Coverage was tested over a corpus (corpus/yaq.corpus.txt). Little text is readily available in Hiaki, so the corpus used only has 3254 words. To continue work on the transducer, it is likely a larger corpus would need to be compiled.

Currently, the transducer tokenizes 4018 words in the corpus (including punctuation), and has coverage 67.21%.

Precision and recall were evaluated on a small segment of 88 words of the corpus. The output of the transducer at the time of testing is stored, in CG format, in corpus/yaq.corpus.cg.txt; the correctly annotated version is stored in corpus/yaq.corpus.annotated.txt. Precision over this very small section was 80.53097%, and recall was 91.00000%. These high values were achieved because this is a well-understood section of the corpus (why it was chosen to be annotated), and thus the transducer is over-fit to it, having been built in reference to this part of the corpus. It was not feasible to measure precision and recall against a random part of the corpus, as the corpus is not well enough understood to be annotated.

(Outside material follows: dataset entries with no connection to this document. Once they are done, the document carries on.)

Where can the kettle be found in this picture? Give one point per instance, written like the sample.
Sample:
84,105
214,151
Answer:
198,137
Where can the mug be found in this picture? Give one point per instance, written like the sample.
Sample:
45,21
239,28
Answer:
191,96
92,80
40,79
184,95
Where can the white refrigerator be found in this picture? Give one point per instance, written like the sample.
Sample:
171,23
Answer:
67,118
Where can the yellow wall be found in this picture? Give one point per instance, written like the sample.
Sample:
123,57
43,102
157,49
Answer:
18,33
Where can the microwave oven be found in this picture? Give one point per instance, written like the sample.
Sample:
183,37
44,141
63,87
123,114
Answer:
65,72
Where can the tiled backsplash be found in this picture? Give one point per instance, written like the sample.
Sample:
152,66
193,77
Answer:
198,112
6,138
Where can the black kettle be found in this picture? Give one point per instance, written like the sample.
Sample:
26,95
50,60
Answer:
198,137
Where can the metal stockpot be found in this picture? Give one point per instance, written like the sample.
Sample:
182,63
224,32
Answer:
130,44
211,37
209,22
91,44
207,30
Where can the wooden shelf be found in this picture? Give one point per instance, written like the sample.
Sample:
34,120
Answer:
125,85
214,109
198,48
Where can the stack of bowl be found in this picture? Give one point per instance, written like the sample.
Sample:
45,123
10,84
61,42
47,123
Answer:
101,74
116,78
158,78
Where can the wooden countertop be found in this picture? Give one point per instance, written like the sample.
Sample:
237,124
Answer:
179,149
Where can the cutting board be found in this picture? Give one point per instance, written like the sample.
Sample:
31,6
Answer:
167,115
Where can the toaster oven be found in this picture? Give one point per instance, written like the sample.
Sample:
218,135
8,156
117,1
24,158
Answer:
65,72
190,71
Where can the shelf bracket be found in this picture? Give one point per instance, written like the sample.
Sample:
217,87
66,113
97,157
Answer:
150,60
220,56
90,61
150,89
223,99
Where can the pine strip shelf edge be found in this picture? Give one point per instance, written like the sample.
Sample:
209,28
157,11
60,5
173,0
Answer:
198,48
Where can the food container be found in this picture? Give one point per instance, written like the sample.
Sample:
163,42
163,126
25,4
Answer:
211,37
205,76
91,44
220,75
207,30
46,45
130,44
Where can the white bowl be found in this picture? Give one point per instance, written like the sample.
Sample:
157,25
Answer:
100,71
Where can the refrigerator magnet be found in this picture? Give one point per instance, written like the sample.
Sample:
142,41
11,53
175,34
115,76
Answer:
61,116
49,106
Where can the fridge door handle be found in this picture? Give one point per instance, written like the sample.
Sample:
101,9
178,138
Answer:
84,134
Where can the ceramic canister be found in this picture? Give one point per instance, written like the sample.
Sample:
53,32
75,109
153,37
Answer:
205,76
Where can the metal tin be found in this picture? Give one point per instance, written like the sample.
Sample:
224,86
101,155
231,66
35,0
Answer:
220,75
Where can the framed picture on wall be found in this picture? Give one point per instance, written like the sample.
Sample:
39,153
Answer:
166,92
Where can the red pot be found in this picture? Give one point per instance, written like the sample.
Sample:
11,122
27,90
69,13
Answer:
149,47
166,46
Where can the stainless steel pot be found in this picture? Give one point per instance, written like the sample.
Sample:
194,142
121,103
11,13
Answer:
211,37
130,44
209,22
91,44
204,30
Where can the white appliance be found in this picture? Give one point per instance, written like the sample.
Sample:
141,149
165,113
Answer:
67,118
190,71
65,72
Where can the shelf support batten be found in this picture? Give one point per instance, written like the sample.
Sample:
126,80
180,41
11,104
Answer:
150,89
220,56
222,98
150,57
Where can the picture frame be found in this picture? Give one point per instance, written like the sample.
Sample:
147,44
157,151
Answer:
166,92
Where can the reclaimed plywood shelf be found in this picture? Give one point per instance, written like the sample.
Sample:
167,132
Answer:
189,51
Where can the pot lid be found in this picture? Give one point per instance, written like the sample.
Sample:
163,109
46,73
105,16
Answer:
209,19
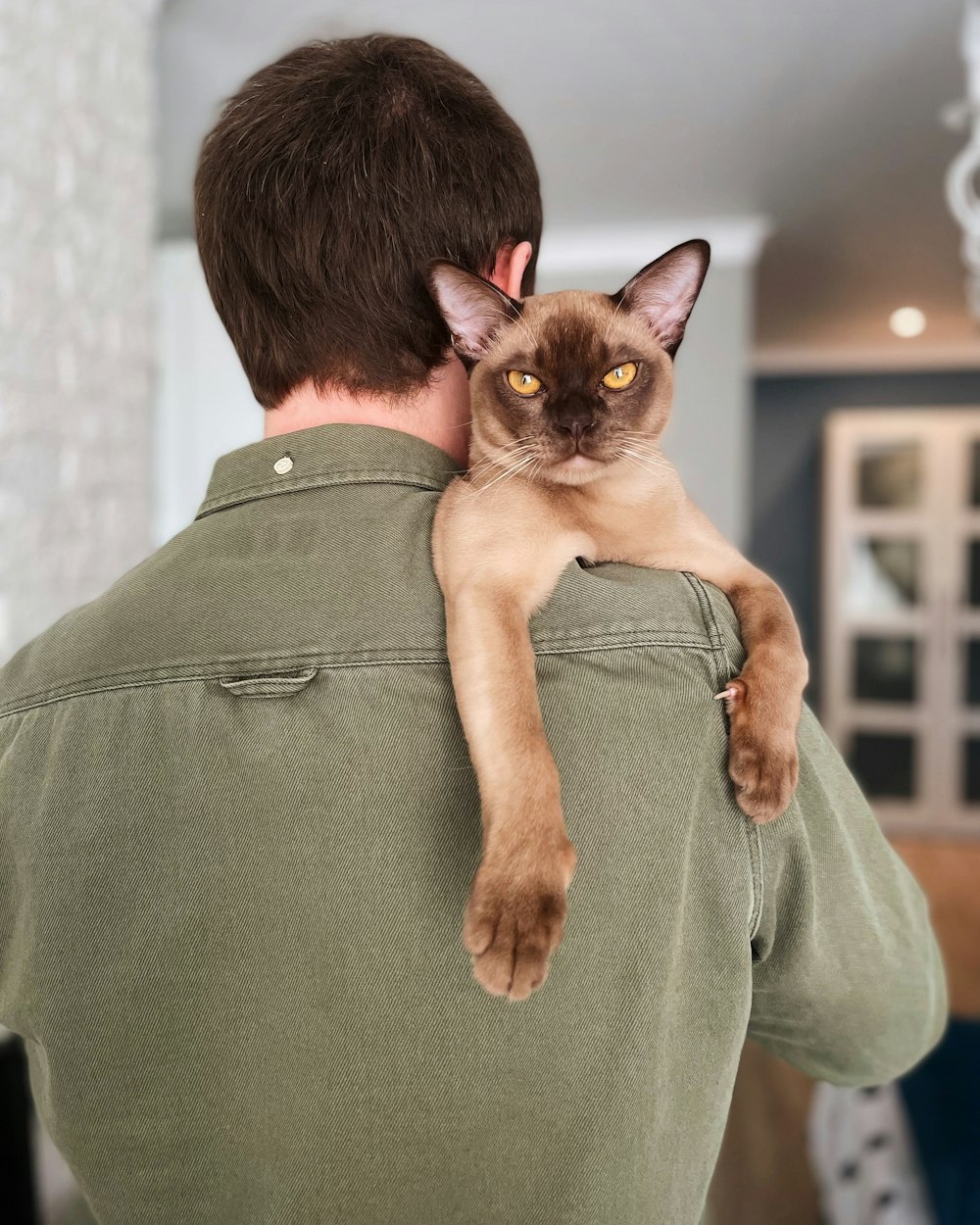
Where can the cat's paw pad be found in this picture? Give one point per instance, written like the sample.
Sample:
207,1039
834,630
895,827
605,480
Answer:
764,769
514,922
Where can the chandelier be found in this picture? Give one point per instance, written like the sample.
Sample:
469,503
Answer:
961,175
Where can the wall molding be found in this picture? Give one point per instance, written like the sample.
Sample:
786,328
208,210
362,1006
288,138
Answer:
569,250
901,357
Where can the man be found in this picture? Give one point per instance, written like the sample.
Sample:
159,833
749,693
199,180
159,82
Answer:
239,819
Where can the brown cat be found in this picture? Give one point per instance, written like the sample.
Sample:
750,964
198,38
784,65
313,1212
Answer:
569,395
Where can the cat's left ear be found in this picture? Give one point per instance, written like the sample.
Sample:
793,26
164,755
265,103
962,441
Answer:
664,293
474,309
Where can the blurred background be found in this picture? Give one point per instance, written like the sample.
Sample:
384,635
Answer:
827,413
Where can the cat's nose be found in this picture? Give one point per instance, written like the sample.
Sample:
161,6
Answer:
576,421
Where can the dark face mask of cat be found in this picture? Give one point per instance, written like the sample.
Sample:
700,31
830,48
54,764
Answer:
566,385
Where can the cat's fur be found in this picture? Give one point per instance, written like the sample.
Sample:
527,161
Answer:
528,506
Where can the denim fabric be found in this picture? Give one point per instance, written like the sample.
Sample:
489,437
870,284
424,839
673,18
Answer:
238,827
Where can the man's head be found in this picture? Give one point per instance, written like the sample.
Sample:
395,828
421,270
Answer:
328,184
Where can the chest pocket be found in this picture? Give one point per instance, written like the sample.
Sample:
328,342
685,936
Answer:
269,685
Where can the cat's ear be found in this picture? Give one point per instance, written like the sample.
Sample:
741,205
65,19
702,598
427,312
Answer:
474,309
664,293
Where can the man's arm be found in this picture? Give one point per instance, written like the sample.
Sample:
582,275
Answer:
848,980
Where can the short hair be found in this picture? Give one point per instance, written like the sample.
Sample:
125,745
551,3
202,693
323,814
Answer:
328,182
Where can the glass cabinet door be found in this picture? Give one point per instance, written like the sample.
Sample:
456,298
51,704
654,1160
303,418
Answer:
901,586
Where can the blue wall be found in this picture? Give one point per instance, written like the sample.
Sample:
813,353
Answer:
787,462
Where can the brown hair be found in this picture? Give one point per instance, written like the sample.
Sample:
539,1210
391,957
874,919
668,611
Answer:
327,185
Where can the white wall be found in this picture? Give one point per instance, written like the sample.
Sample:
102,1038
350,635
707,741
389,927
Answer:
76,238
205,405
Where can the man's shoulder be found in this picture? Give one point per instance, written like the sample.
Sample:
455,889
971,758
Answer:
620,606
216,599
111,641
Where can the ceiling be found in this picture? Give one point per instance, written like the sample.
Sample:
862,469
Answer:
819,114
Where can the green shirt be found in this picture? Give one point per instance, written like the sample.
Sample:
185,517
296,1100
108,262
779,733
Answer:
238,827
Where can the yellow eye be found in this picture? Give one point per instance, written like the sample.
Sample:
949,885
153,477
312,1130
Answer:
620,376
523,383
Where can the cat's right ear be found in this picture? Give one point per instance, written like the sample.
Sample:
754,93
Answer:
474,309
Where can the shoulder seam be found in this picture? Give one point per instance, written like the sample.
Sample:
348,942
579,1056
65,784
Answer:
284,662
723,676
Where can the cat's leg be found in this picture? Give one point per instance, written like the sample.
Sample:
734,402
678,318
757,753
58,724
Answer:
764,700
498,558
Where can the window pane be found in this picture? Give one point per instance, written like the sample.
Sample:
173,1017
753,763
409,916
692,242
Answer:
888,474
885,669
971,769
971,672
973,573
885,763
883,576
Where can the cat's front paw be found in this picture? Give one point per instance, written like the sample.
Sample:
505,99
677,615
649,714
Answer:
762,759
515,916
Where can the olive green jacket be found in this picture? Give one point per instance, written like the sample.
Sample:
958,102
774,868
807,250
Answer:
238,827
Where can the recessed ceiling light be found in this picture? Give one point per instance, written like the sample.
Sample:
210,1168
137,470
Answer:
906,322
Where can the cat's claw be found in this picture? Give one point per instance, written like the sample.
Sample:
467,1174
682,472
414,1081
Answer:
731,695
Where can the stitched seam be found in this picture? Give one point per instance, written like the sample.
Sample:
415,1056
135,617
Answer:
751,829
177,671
319,662
342,476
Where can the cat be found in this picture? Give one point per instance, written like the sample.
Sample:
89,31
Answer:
569,393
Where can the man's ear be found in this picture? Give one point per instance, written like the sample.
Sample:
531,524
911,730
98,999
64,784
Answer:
510,266
664,293
474,310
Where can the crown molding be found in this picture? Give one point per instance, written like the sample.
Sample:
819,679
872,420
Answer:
568,250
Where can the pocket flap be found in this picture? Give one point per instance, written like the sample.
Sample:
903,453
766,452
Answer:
270,684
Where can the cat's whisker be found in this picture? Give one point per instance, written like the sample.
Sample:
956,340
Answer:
519,466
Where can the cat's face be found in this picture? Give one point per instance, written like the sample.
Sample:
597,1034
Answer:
567,385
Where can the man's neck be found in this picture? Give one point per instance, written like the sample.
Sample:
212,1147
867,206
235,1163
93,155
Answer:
439,413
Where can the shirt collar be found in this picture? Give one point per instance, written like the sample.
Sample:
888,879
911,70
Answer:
326,455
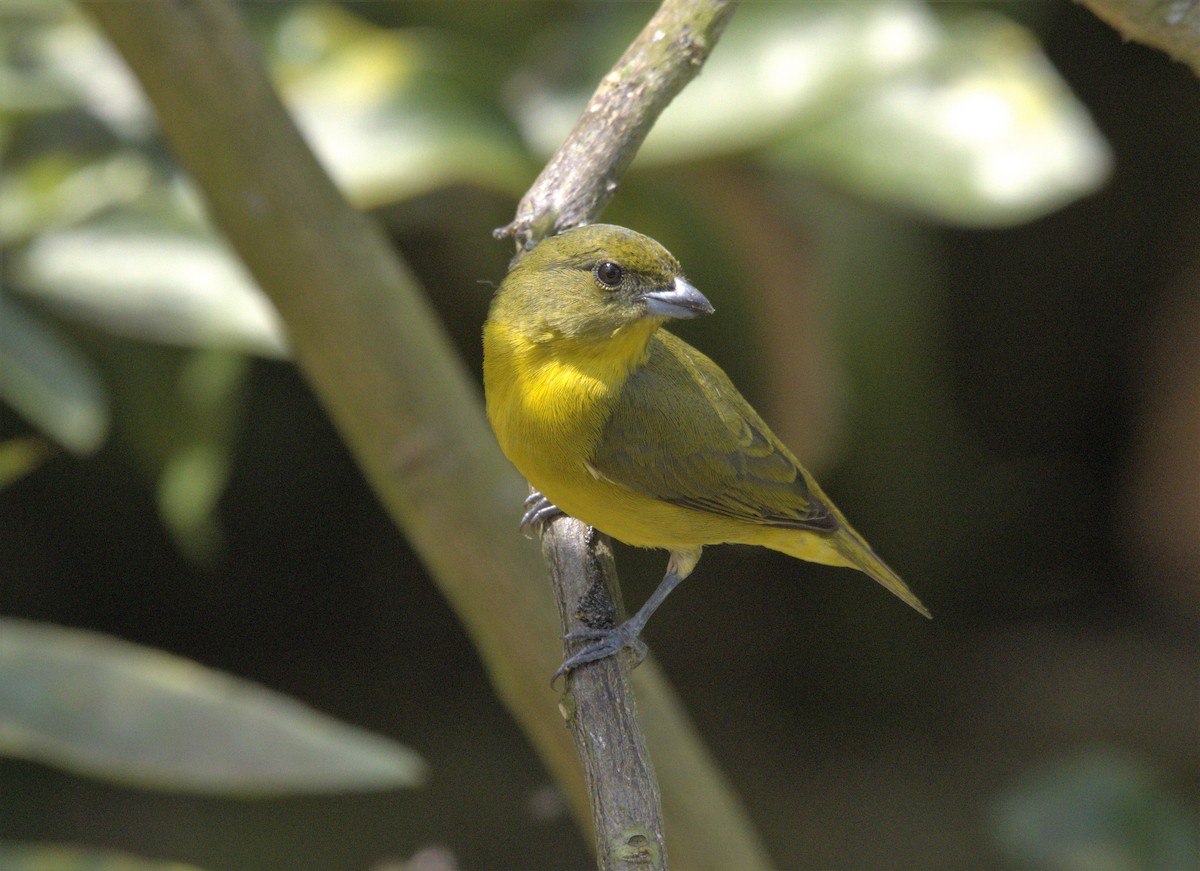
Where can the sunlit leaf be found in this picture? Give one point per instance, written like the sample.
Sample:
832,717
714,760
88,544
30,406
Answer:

The transducer was then modified to improve precision and recall on yaq.corpus.cg.txt. The new output, in CG format, is storied in corpus/yaq.corpus.cg.new.txt. A new annotated version was made as well at corpus/yaq.corpus.cg.annotated.txt, as the transducer was also updated to parse quotation marks, which are now included in the new CG formatted documents. The new annotated corpus only differs from the old one in that it includes quotation marks. After the modification, precision was 74.07407% and recall was 95.23810%. The reason precision decreased may have to do with certain forms, which previously were not analyzed at all, now receiving multiple possibly correct analyses.